A very similar grin pulled at the kapellmeister's snout, and the two old ponies recited in unison: "No operas here!"

"But--" Daisy wanted to say so many things--object to the idea of bards and versebreakers being anything other than mortal enemies; swear to Master Scrivener that she'd try harder next time; wail and rail against the truth that she felt as undeniable and uncomfortable as a popcorn kernel between her teeth. "I...I'm a versebreaker?" she finally managed to squeeze out.

Snuff shrugged. "A natural," he said again.

Scrivener stepped toward her and rested a hoof on her shoulder. "I'll explain things to Chain Verse, Daisy, but your mother loves you.
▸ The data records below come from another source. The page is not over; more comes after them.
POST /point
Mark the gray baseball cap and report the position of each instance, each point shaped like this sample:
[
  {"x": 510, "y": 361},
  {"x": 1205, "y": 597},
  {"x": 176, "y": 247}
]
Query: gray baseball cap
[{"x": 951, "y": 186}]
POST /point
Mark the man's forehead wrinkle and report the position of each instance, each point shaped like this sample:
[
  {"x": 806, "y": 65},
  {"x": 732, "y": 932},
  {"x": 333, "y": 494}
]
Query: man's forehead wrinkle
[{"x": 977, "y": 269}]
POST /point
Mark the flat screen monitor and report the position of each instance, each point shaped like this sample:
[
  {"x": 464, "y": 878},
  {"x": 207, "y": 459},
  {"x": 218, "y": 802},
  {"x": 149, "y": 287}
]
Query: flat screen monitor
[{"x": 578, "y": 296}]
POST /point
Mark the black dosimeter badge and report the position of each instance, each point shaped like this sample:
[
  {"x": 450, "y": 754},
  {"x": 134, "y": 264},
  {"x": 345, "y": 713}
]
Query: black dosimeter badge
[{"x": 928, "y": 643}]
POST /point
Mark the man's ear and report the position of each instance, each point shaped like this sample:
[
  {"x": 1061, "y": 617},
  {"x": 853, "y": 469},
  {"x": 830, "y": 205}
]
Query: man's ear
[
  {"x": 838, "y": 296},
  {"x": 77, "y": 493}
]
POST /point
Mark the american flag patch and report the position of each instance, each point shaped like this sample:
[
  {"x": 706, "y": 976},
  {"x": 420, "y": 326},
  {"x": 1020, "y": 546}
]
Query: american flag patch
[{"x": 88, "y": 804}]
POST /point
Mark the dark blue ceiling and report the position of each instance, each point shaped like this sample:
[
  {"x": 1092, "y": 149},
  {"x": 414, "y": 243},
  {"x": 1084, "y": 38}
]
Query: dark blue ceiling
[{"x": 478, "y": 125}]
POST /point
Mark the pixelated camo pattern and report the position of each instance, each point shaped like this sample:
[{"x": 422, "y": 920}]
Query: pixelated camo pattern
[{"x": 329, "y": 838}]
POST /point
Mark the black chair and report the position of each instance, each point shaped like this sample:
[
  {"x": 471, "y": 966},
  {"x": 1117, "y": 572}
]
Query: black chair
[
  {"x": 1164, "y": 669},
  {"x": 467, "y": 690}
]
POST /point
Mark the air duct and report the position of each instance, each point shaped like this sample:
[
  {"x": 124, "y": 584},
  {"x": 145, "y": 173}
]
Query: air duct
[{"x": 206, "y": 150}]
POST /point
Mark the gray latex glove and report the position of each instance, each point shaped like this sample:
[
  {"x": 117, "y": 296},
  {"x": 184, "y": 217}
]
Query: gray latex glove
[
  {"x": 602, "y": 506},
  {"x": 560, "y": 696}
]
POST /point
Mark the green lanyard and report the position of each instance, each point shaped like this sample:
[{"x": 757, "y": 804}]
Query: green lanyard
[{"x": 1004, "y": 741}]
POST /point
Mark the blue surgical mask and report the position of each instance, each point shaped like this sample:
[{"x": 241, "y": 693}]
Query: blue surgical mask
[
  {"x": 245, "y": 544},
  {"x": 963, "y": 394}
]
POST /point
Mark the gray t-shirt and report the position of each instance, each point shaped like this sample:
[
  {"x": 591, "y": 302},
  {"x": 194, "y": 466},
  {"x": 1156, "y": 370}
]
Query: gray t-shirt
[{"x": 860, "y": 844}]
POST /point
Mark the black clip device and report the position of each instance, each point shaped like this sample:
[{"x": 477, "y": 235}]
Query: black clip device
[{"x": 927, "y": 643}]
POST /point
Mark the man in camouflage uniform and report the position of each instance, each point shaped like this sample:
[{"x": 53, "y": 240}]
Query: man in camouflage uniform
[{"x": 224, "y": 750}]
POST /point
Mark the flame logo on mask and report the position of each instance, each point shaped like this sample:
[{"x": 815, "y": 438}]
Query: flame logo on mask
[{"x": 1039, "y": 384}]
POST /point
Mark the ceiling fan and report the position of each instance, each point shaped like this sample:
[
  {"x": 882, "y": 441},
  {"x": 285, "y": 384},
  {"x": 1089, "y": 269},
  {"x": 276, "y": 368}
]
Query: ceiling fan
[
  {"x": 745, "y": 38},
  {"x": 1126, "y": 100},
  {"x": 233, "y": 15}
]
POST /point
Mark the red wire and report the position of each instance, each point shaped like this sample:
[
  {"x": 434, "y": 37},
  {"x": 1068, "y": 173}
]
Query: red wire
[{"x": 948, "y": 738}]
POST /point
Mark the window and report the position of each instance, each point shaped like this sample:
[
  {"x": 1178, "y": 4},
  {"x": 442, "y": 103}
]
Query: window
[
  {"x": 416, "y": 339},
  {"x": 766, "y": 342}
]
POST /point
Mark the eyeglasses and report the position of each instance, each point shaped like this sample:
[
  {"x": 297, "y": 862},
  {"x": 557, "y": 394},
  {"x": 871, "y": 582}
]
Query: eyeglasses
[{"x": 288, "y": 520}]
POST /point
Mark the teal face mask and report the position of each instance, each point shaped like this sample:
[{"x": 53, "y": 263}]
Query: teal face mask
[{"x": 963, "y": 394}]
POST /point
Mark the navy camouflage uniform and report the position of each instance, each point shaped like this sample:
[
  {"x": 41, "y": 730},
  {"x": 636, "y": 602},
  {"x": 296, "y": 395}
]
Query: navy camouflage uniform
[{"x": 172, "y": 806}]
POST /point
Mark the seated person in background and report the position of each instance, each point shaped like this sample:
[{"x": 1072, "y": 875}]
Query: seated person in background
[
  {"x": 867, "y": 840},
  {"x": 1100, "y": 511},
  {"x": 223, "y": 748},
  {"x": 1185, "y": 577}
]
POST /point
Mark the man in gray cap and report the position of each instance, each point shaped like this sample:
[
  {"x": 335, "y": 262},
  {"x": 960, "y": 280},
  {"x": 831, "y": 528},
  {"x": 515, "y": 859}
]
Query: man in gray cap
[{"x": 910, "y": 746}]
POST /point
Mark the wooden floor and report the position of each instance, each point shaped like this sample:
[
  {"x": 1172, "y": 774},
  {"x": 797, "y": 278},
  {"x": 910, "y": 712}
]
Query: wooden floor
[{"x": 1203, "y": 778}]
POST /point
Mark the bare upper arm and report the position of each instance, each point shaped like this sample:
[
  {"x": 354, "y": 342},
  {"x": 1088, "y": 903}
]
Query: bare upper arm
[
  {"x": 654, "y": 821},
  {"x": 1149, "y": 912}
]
She'll understand." He gave yet another sigh. "Eventually, I'm sure." He sat and gestured to his brother. "But for now, the sooner you begin your training, the better for all of Equestria."

"But--" Daisy shifted her gaze from Snuff to Scrivener to Glottal Stop and Metonymy, but the looks her two fellow students were giving her--eyes wide, nostrils flared, lips curled like they'd caught a sudden stink--made her pull her eyelids shut. "I'm sorry," she said, not really sure who she was talking to.

"Don't be." Snuff's rough voice reminded her of Scrivener's now that she had her eyes closed. "Maybe you're not gonna get invited to a lotta parties, kid, but you're gonna save a lotta ponies' lives." Something bumped her shoulder, and she blinked to see him standing right in front of her, his grin more solid than before. "Scriv already had your bags packed up; they're out in the cab waiting for us." He turned for the door and started out.

Daisy looked back once more at Master Scrivener. He nodded. "It's for the best, my dear," he said.

Her legs prickling like they'd fallen asleep, Daisy pushed herself to her hoofs and followed her new master out of the practice room.